Sometimes, the locals living around us bring us small animals whose mothers have been killed for bush meat and once, one of these was the tiniest of genets.
This little genet, which we called Geoffrey, was so tiny he fitted into a hand. Not yet weaned, he was still unsteady on his feet and made high pitched little squealing noises, calling for the mother he had sadly lost. With 10 cats and a big Rhodesian Ridgeback in our house we had to keep him out of harms’ way in a cage in the little cottage next to our us. We also had to keep him for at least six months before letting him out into the forest. There are dangerous creatures out there, if you’re a little genet! Creatures like owls and pythons.
At first we filled a tiny syringe and fed Geoffrey with UHT milk from Shoprite, our local supermarket in the town of Chimoio. This, by the way, was the only milk available and he thrived on it. Soon, he had recovered his spirits and began to play, jumping all over his cage and out of it – even occasionally falling onto his head, fortunately without any bad effects!
He was a remarkably clean little animal and used to love it when I exchanged the soft cotton sheet on the bottom of his cage for a newly washed one, joyfully throwing himself all over it and rolling around on it with his legs in the air.
Geoffrey’s favourite games were hide and seek and catch me if you can. Small as he was, he was a tremendously fast runner and always outran us, whizzing around the room as fast as a little rocket. He was also a great climber, zooming straight up our legs and onto our shoulders – or in my case – onto my head, especially when I was sweeping out his cottage. Sitting on top of my head, he would peer down at the broom with great interest as I went around from room to room, sweeping the floors. I must have looked a weird sight, sweeping out a room with a genet on top of my head!

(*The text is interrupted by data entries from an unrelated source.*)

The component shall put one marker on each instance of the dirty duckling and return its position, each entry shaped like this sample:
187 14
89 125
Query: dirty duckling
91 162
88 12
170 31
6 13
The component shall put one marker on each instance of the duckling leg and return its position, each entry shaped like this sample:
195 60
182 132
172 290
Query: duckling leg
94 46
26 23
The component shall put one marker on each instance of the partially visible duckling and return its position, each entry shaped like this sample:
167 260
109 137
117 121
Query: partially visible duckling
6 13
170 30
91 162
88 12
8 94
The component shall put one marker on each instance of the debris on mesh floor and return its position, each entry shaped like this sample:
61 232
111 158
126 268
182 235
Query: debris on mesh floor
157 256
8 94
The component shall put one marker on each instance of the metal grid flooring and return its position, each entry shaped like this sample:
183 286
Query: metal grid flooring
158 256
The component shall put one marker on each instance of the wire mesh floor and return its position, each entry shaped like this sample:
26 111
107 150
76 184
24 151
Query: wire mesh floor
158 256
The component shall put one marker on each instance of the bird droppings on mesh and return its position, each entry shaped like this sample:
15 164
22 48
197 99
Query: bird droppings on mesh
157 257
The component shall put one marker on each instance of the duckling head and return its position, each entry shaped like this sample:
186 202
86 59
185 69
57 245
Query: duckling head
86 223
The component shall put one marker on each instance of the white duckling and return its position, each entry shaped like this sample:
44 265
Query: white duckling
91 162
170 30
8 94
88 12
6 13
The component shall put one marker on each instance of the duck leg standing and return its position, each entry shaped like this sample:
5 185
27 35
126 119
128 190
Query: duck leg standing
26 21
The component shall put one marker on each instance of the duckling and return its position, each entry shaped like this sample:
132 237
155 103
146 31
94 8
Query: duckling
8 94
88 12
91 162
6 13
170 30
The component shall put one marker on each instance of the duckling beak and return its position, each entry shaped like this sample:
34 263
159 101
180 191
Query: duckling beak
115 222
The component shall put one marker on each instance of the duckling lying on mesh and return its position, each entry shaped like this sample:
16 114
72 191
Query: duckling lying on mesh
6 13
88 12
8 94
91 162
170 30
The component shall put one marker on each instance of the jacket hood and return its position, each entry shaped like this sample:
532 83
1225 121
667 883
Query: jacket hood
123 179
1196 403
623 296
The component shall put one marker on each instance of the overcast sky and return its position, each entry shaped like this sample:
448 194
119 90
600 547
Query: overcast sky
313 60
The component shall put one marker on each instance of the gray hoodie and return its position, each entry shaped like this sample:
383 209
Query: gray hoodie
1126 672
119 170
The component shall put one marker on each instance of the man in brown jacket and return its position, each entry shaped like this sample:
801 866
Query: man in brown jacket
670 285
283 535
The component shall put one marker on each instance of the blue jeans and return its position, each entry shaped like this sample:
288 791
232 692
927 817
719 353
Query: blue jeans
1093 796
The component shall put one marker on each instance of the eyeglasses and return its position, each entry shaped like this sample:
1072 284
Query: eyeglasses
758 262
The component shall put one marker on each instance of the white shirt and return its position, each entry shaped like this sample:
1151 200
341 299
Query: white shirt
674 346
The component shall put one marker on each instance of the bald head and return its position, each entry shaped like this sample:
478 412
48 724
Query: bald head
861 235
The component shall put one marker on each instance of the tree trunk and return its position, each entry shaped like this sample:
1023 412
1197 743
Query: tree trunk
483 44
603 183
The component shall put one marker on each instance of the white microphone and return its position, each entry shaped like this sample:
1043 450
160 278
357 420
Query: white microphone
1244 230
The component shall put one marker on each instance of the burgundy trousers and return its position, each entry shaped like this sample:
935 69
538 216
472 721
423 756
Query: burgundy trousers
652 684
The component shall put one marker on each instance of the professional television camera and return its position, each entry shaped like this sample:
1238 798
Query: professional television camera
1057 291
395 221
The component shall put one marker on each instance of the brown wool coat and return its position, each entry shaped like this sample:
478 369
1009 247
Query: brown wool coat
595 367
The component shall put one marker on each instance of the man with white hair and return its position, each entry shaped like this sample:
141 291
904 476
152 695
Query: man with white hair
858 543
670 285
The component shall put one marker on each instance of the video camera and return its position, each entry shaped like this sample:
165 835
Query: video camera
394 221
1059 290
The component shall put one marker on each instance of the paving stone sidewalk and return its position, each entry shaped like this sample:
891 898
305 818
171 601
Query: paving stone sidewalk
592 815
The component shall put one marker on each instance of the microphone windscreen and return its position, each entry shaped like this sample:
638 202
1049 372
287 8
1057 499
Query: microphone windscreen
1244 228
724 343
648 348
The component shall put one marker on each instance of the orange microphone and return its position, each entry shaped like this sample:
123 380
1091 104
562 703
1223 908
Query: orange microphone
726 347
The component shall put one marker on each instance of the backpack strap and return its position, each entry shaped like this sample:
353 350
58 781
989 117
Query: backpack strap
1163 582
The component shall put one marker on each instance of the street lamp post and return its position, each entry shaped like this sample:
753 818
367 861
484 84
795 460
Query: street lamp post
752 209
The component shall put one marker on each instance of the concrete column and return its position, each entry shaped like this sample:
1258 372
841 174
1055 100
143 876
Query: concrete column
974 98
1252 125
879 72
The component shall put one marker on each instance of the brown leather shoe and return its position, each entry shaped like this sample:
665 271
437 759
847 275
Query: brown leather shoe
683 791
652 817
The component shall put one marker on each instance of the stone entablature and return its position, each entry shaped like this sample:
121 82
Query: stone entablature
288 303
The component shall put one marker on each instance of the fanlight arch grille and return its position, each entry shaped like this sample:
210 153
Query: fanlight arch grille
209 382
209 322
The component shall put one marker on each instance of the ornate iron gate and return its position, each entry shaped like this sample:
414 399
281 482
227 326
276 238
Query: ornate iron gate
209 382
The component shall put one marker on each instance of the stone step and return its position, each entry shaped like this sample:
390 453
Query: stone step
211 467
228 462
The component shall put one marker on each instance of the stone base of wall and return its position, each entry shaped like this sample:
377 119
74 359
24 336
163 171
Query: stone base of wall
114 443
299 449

As Geoffrey was obviously a tree dweller, O’D cut down a small tree and moved it into the cottage for him and as it was positioned near a window, he could sit on it and look out into the forest which would one day become his new home.
When Geoffrey developed teeth, which were like little razors as O’D found out to his cost when he played with him, we stopped the milk and fed him on boiled fish and chicken. Then, as he grew older we gave him a more natural diet and paid the locals to bring him mice.
We set Geoffrey free when he was six months old. It was a sad day for us because he was such a delight. At first, he was a bit nervous outside in the big wide world and hopped around gingerly on the grass, finding it rather prickly to walk on. Then, he darted up into a nearby mango tree where he spent his first night. We never saw him again after that although one night, several months later, O’D did see a big genet in the trees near our house. Hopefully, that was our Geoffrey.